What the glass beads from the island of Murano in Venice in the mid-fifteenth century – still famous for its glasswork – halfway across a continent the Europeans did not know and how they got there? 

Describing their findings in the American Antiquities Journal, author Michael Kunz from the Northern Alaska Museum and Robin Mills of the Bureau of Land Management point out that the beads brought to Alaska by Chinese Silk Road traders traveling through Siberia cross Bering Street towards Alaska. The authors write that this is “their first documented example of the presence of unwanted European materials at prehistoric sites in the Western Hemisphere as a result of overland transport across the Eurasian continent.”

Glass beads found at three archaeological sites in the Brooks Range, Alaska: Punic Point, a well-known seasonal site for Inuit people, Kayak House, and Kinyiksugvik, dating back to prehistoric aboriginal times. Glass beads found on the site before the 1950s and 60s, but when Kunz and Mills discovered some bronze jewelry side by side and more importantly – they had a way of dating these things that Eastern archaeologists did not have: mass spectrum carbon dating.

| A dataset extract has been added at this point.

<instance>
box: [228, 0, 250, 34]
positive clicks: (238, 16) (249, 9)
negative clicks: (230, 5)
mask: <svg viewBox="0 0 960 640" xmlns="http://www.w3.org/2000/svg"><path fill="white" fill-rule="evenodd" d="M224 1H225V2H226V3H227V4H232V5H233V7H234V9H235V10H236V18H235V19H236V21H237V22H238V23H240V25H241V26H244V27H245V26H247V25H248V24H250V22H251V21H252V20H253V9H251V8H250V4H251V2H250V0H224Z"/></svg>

In addition to the beads they found some copper bangles, some flat metal shaped sheets could be hoop earrings and any necklace or bracelet part may have gathered around the copper bangles they saw a few yarns made of some tree fiber, probably the bark of a willow bush, incredibly durable Was. They sent Yarn to carbon dating and were shocked to see the results a few months later.

“We almost fell backwards,” Kunz told the University of Alaska Fairbanks. “It (the tree was alive) came back in the 1400s. It was, wow! “

This result supported by the dating of charcoal and other objects found near the beads at the three sites suggesting that North America needs a new timeline. In the 1400s, Venice was the center of Europe’s elite glassmaking and artisans known to trade Murano glass – already famous – with people from Asia and the Ottoman Empire. The beads bought and sold in Venice, traveled in horse-drawn carriages along the Silk Road, the ancient trading route connecting Europe and the Mediterranean to Asia reached the Russian Far East and finally reached Bering Street – an entry point to the United States.

It was not a regular trade route, but these beads present the first evidence of an overland connection between Europe and Alaska long before Christopher Columbus and European colonists set sail across the blue of the sea in 1492 to discover the long-standing “New World”.